In situ X-ray and acoustic observations of deep seismic faulting upon phase transitions in olivine
Tomohiro Ohuchi, Yuji Higo, Yoshinori Tange, Takeshi Sakai, Kohei Matsuda & Tetsuo Irifune
The activity of deep-focus earthquakes, which increases with depth from ~400 km to a peak at ~600 km, is enigmatic, because conventional brittle failure is unlikely to occur at elevated pressures. It becomes increasingly clear that pressure-induced phase transitions of olivine are responsible for the occurrence of the earthquakes, based on deformation experiments under pressure. However, many such experiments were made using analogue materials and those on mantle olivine are required to verify the hypotheses developed by these studies. Here we report the results of deformation experiments on (Mg,Fe)2SiO4 olivine at 11−17 GPa and 860−1350 K, equivalent to the conditions of the slabs subducted into the mantle transition zone.
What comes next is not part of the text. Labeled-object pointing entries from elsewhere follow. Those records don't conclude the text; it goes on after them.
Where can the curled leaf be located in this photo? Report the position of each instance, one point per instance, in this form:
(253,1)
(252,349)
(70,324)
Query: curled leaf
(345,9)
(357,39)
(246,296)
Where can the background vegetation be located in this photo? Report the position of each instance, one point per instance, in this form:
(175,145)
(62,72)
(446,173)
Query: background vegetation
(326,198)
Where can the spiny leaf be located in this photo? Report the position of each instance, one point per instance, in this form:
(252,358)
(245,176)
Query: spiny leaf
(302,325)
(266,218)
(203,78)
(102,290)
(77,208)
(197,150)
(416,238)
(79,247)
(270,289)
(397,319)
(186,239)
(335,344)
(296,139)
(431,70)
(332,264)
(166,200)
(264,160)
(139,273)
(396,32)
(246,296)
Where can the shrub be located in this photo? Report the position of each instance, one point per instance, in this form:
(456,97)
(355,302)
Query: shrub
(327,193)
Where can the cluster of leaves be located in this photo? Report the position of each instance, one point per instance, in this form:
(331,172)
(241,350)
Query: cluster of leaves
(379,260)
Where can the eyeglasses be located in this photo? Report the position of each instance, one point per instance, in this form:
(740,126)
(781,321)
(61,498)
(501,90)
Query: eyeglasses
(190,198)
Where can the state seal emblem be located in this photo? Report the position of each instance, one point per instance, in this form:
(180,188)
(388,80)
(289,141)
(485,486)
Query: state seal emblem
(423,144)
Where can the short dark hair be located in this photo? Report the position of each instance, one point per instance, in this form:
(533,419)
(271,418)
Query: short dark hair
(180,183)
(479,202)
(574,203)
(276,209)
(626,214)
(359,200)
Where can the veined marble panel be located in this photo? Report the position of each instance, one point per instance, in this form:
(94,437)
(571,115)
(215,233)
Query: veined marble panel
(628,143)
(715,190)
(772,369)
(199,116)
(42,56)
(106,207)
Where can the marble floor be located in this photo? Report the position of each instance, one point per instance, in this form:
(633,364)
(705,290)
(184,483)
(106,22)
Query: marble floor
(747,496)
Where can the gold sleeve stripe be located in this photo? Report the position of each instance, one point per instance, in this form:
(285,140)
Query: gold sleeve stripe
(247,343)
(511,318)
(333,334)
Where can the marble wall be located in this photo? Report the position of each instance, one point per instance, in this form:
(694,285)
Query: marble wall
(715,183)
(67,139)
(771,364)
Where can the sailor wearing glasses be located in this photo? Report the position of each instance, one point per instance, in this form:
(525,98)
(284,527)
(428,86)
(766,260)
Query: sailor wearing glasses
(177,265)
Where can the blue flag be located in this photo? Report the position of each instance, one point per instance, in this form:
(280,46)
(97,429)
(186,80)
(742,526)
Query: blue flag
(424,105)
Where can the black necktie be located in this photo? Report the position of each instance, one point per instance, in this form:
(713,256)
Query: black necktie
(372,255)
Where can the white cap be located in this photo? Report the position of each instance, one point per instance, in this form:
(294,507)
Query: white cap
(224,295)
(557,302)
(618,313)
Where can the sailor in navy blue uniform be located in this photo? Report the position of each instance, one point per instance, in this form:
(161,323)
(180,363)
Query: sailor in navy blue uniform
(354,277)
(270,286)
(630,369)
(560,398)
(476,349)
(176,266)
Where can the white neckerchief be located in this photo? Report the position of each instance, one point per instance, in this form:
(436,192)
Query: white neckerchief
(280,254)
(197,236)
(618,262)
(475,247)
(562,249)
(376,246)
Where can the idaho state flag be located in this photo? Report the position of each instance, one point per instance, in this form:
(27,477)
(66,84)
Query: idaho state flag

We find that throughgoing faulting occurs only at very limited temperatures of 1100−1160 K, accompanied by intense acoustic emissions at the onset of rupture. Fault sliding aided by shear heating occurs along a weak layer, which is formed via linking-up of lenticular packets filled with nanocrystalline olivine and wadsleyite. Our study suggests that transformational faulting occurs on the isothermal surface of the metastable olivine wedge in slabs, leading to deep-focus earthquakes in limited regions and depth range.